All panelists concurred that information overload, uncertainties about clinical virtual care decisions, and the lack of evidence-based research across so much of digital health underscore the need to move toward industry-wide system integration.
“How do we start that move?,” asked moderator Grande. “Is it on the payer side or delivery side? Who drives that system integration and actually begins moving toward bringing these digital tools together in a more meaningful way?”
Adusumalli: “The first step would be interoperability. How do we get those different digital tools talking to each other and ultimately to you as a patient? It doesn’t matter what we’re using on our end. It should be one cohesive experience across clinicians, across care settings and also across disease processes as well. That’s actively a problem that we’re working on right now. On the clinician end, I think a lot of digital tools are being developed outside of the clinician workflow. And right now, and for the foreseeable future, that workflow is based within the electronic health record.”
Poblete: “It makes sense to start from a very focused solution for cardiology or some other specific so that the technology, the science, and the data could really be laser focused on that particular problem or condition. One way to think about a systems view is starting all development with open standards of data interoperability so that whatever data is collected from any of these devices or systems are widely shared with electronic health records and health information exchanges so that aggregation can occur.”

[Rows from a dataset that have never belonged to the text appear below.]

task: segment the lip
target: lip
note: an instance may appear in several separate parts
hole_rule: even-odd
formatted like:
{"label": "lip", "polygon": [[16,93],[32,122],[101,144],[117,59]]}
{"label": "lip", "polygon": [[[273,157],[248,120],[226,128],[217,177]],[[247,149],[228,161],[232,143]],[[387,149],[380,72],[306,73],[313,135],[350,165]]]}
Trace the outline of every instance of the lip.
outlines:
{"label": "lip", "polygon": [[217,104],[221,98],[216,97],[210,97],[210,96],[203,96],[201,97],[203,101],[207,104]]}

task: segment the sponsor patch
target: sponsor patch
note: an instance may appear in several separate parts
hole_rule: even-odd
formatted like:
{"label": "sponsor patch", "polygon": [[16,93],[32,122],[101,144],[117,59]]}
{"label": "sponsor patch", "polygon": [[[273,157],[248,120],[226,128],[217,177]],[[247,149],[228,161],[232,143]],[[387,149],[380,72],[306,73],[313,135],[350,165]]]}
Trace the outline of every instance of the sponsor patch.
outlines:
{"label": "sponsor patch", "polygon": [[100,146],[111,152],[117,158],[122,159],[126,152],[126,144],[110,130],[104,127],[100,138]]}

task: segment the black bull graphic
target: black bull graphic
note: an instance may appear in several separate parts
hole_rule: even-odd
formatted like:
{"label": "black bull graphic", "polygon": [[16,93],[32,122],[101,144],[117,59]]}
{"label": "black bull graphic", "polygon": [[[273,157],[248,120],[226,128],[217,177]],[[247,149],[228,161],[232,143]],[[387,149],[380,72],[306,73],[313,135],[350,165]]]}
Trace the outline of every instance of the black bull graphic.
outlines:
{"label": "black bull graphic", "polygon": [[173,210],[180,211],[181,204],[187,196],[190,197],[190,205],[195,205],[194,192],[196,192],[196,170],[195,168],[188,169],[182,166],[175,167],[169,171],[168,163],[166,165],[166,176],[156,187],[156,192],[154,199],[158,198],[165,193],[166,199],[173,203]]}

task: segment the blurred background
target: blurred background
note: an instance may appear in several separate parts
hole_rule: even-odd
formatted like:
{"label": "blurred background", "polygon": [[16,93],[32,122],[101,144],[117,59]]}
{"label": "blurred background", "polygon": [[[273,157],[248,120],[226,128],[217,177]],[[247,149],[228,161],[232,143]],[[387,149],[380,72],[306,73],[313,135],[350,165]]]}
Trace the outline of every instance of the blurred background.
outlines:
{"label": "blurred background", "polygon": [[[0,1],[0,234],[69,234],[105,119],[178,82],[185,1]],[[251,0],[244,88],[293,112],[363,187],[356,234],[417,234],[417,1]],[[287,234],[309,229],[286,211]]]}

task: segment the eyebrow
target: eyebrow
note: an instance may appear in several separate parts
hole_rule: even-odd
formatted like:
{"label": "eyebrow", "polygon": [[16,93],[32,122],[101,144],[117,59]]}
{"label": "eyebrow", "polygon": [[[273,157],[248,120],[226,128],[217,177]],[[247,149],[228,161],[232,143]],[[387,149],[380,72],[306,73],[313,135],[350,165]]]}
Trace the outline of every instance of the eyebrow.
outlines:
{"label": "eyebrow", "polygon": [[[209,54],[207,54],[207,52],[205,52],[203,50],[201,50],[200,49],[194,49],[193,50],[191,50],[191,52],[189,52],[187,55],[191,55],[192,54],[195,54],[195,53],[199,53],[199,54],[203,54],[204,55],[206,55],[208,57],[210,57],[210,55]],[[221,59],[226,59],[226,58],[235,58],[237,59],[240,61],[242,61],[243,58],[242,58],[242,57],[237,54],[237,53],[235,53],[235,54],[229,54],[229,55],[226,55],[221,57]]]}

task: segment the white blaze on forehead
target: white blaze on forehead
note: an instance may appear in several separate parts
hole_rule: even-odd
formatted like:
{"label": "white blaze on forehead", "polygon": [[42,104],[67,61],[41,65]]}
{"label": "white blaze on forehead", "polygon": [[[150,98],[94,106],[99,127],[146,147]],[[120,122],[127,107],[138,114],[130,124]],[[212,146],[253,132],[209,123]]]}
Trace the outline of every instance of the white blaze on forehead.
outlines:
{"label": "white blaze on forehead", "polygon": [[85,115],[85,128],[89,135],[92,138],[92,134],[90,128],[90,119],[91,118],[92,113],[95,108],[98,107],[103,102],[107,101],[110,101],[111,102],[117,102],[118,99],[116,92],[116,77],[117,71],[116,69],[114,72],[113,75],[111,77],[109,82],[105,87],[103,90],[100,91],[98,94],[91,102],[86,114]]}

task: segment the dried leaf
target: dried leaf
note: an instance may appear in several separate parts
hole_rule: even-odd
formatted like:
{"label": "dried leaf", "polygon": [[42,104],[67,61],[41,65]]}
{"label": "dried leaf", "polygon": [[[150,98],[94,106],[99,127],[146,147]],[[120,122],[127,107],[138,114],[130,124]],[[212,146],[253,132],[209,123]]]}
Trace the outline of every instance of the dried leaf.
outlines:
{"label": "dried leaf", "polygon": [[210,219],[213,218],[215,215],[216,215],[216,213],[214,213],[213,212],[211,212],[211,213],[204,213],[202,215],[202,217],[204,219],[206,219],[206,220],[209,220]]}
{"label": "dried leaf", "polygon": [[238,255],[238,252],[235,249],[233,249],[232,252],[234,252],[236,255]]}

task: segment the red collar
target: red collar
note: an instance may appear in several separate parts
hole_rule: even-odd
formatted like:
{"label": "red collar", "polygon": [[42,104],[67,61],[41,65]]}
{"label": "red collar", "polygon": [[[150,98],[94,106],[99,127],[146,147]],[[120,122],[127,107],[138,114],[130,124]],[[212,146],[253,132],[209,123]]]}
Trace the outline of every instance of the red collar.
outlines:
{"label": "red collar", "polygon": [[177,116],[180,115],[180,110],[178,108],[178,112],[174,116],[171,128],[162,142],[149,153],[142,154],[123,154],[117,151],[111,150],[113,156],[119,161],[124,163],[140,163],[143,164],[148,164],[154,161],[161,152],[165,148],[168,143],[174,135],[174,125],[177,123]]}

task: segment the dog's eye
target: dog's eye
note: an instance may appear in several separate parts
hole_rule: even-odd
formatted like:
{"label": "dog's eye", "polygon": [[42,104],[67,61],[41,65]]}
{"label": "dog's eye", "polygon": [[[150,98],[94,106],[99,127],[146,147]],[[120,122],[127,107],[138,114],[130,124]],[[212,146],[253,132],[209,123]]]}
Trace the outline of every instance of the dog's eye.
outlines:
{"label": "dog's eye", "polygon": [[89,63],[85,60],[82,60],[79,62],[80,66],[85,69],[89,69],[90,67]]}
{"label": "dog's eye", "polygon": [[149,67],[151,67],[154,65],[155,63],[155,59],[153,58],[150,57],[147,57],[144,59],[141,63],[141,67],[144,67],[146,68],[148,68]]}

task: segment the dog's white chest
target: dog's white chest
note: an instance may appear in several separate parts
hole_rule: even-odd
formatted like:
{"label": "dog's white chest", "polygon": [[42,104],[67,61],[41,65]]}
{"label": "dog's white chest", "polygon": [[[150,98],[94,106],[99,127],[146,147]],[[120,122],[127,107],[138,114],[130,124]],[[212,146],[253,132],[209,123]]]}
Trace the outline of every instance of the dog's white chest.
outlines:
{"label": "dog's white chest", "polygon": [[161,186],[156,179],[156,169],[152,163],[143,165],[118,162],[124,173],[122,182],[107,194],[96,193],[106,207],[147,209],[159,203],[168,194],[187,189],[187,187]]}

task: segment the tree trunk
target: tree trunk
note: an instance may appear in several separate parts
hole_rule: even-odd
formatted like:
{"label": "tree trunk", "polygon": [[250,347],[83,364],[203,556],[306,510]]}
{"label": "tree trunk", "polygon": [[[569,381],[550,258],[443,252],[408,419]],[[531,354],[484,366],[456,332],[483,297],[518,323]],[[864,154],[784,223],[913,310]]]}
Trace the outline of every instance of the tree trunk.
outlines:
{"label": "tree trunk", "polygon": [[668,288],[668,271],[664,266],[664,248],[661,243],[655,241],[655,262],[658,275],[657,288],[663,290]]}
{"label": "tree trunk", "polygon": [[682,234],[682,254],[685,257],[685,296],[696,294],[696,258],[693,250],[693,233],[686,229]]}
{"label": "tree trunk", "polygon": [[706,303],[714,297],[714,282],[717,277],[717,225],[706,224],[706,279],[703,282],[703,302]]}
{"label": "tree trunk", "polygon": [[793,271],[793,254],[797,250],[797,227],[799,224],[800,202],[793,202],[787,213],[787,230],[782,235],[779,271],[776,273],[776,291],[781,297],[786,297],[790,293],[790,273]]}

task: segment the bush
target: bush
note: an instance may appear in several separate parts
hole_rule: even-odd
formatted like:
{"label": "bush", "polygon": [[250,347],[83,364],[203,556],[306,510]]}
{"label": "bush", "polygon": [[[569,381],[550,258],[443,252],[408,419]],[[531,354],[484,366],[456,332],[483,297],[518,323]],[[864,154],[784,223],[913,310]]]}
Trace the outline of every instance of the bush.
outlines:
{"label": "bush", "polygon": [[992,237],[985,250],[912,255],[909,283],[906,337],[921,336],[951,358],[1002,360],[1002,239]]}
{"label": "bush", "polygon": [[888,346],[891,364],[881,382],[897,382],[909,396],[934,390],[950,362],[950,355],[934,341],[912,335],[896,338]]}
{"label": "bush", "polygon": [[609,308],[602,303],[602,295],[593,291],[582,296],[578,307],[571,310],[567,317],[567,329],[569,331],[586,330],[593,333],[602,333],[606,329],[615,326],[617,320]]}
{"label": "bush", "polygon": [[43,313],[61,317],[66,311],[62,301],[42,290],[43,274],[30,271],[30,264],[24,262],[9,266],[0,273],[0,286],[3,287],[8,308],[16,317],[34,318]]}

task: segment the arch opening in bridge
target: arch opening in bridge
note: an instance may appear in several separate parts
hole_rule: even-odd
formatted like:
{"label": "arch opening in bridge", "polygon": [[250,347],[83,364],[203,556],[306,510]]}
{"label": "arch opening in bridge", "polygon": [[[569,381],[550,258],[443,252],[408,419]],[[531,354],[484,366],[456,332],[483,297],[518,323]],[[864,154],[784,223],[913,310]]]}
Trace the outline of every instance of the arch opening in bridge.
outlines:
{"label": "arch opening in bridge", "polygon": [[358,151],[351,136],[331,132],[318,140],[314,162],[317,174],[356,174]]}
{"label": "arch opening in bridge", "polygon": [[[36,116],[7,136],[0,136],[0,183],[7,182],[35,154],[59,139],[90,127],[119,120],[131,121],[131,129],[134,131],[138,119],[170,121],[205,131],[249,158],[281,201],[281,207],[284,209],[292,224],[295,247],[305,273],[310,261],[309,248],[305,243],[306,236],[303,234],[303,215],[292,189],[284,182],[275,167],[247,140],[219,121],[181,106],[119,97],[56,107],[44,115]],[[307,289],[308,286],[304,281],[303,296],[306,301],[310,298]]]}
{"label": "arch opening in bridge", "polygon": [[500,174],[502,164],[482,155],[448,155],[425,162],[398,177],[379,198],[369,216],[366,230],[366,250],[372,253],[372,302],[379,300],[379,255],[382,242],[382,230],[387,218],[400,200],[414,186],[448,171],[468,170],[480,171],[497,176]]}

Chaiyachati: “I think that we will transform from these one-off disease specific approaches and start to see a merger of all these things into one coherent system. It’s obviously easier done on a provider organization level, like in medicine. It would be easier but challenging for the payer side to view it from the big picture. I think digital companies and big technology companies — I work for one now — must think about this as the development of a larger integrated ecosystem.”